Adakalanya yang disebut dengan “Ash-Shabiqunn Al-Awwaluun” yakni para shahabat yang
pertama-tama masuk Islam, seperti Abu Bakar As-Sidiq, Umar Bin
Khattab, Usman Bian Affan, Ali Bin Abu Thalib, Abdullah Ibnu Mas’ud dan Abdurrahman Bin Auf, RA. Ada juga shahabat yang
sungguh-sungguh menghafal hadits Rasulullah
SAW, misalnya Abu Hurairah. Ada juga shahabat yang usianya lebih panjang dari shahabat
lain, sehingga mereka lebih banyak menghafalkan Hadits, seperi Anas bin Malik,
Abdullah bin Abbas. Demikian juga ada shahabat yang mempunyai hubungan erat dengan Nabi SAW,
seperti istri-istrinya. Semakin erat dan lama bergaul semakin banyak pula Hadits
yang diriwayatkan dan kebenarannya tidak diragukan.[9]
Namun demikian, para
shahabat juga adalah manusia
biasa, harus mengurus rumah
tangga, bekerja untuk memenuhi kebutuhan keluarganya, maka tidak setiap kali
lahir sebuah hadits disaksikan langsung oleh seluruh shahabat. Sehingga
sebagian shahabat menerima Hadits dari shahabat lain yang mendengar langsung ucapan
Nabi atau melihat langsung tindakannya. Apalagi shahabat yang berdomisili di daerah
yang jauh dari Madinah seringkali hanya memperoleh hadits dari sesama shahabat.[10]

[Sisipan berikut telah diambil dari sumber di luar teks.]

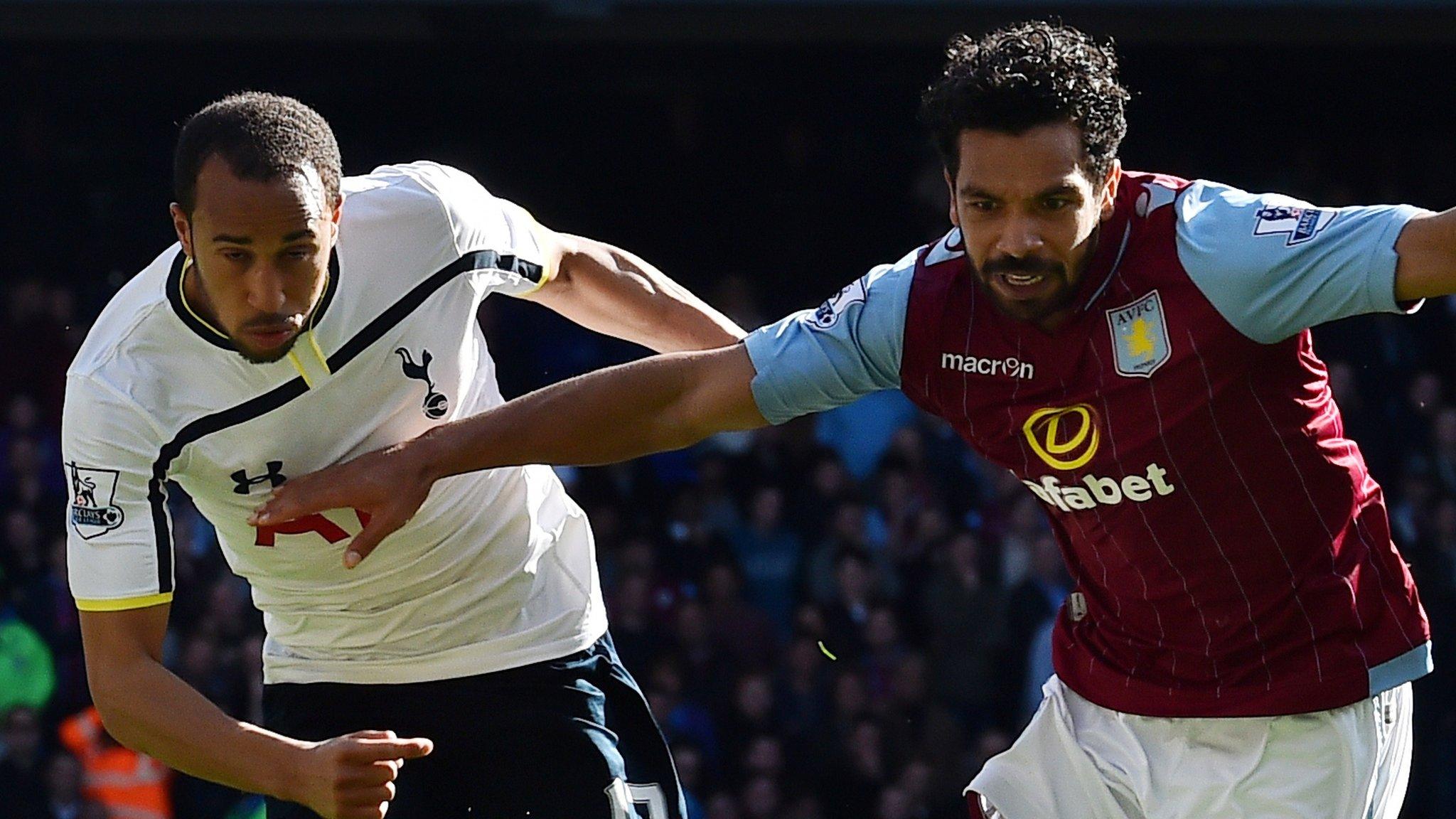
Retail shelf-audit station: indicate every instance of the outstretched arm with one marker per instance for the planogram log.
(1428, 257)
(638, 408)
(614, 291)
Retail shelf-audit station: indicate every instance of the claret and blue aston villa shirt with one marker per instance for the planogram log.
(1229, 550)
(496, 570)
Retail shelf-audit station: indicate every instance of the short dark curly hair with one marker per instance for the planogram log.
(1024, 76)
(262, 137)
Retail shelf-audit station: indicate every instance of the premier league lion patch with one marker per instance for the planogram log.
(94, 496)
(1139, 337)
(829, 312)
(1299, 223)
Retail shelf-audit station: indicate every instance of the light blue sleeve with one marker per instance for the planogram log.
(1275, 266)
(851, 346)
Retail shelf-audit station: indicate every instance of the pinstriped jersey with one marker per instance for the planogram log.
(1229, 551)
(496, 570)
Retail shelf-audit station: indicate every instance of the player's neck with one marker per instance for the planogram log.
(196, 299)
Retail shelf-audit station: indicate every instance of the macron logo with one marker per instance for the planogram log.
(1010, 366)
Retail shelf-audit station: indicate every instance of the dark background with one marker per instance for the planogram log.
(765, 155)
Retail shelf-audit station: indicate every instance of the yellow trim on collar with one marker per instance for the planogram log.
(187, 266)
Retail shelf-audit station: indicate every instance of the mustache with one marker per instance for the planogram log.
(273, 323)
(1025, 266)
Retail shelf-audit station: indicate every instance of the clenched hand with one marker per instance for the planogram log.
(353, 776)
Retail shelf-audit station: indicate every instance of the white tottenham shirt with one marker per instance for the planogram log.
(496, 570)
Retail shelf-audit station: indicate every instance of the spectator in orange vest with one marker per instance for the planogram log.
(130, 784)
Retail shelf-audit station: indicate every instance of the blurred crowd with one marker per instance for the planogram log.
(839, 619)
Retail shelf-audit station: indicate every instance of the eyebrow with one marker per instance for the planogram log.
(1053, 191)
(294, 237)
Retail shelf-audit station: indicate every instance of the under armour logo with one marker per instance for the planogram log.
(436, 404)
(247, 484)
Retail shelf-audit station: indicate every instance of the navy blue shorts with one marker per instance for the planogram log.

Rasulullah SAW membina umatnya
selama 23 tahun. Masa ini merupakan kurun waktu turunnya wahyu dan sekaligus adanya Hadits. Keadaan ini sangat
menuntut keseriusan dan kehati-hatian para shahabat sebagai pewaris pertama
ajaran Islam.
2.
Larangan
Tentang Pembukuan Hadits Nabi SAW.
Hadits pada zaman Nabi
Muhammad SAW belum ditulis secara umum sebagaimana al-Qur’an. Hal ini disebabkan oleh dua faktor ;
a. Para shahabat
mengandalkan kekuatan hafalan dan kecerdasan otaknya, disamping alat-alat tulis
masih kurang.
b. Karena
adanya larangan menulis hadits Nabi.
Dalam shaih muslim disebutkan yang di riwayatkan oleh Abu sa’id al-khudri bahwa Rasulullah SAW bersabda:
حَدَّثَنَا هَدَّابُ بْنُ خَالِدٍ الْأَزْدِيُّ حَدَّثَنَا هَمَّامٌ عَنْ
زَيْدِ بْنِ أَسْلَمَ عَنْ عَطَاءِ بْنِ يَسَارٍ عَنْ أَبِي سَعِيدٍ الْخُدْرِيِّ
أَنَّ رَسُولَ اللَّهِ صَلَّى اللَّهُ عَلَيْهِ وَسَلَّمَ قَالَ لَا تَكْتُبُوا
عَنِّي وَمَنْ كَتَبَ عَنِّي غَيْرَ الْقُرْآنِ فَلْيَمْحُهُ وَحَدِّثُوا عَنِّي
وَلَا حَرَجَ وَمَنْ كَذَبَ عَلَيَّ قَالَ هَمَّامٌ أَحْسِبُهُ قَالَ مُتَعَمِّدًا
فَلْيَتَبَوَّأْ مَقْعَدَهُ مِنْ النَّارِ
Janganlah
menulis sesuatu dariku selain al-Qua’an, dan barang siapa yang menulis dariku
hendaklah ia menghapusnya Ceritakan saja yang kalian terima dariku,
tidak mengapa. Barangsiapa yang sengaja berdusta atas namaku, maka hendaklah ia
menduduki tempat duduknya dari neraka.” (HR Muslim 5326).[11]
Larangan tersebut
disebabkan karena adanya kekawatiran bercampur aduknya hadits dengan al-Qur’an,
atau mereka bisa melalaikan al-Qur’an, atau larangan khusus bagi orang yang
dipercaya hafalannya.
Kesimpulan larangan penulisan hadits diantaranya:
a.
Al-Qur’an masih
turun kepada Nabi Muhammad SAW dan kondisi penulisannya masih sangat sederhana
ditulis di atas pelepah kurma, kulit, tulang binatang, dan batu-batuan dan
belum dibukukan.
b.
Kemampuan
tulis menulis bagi para shahabat pada awal Islam masih sangat langka yang dapat
dihitung dengan jari dan mereka sudah difungsikan sebagai penulis Al-Qur’an.
c.
Ingatan
orang-orang Arab yang dikenal bersifat ummi (tidak bisa baca tulis)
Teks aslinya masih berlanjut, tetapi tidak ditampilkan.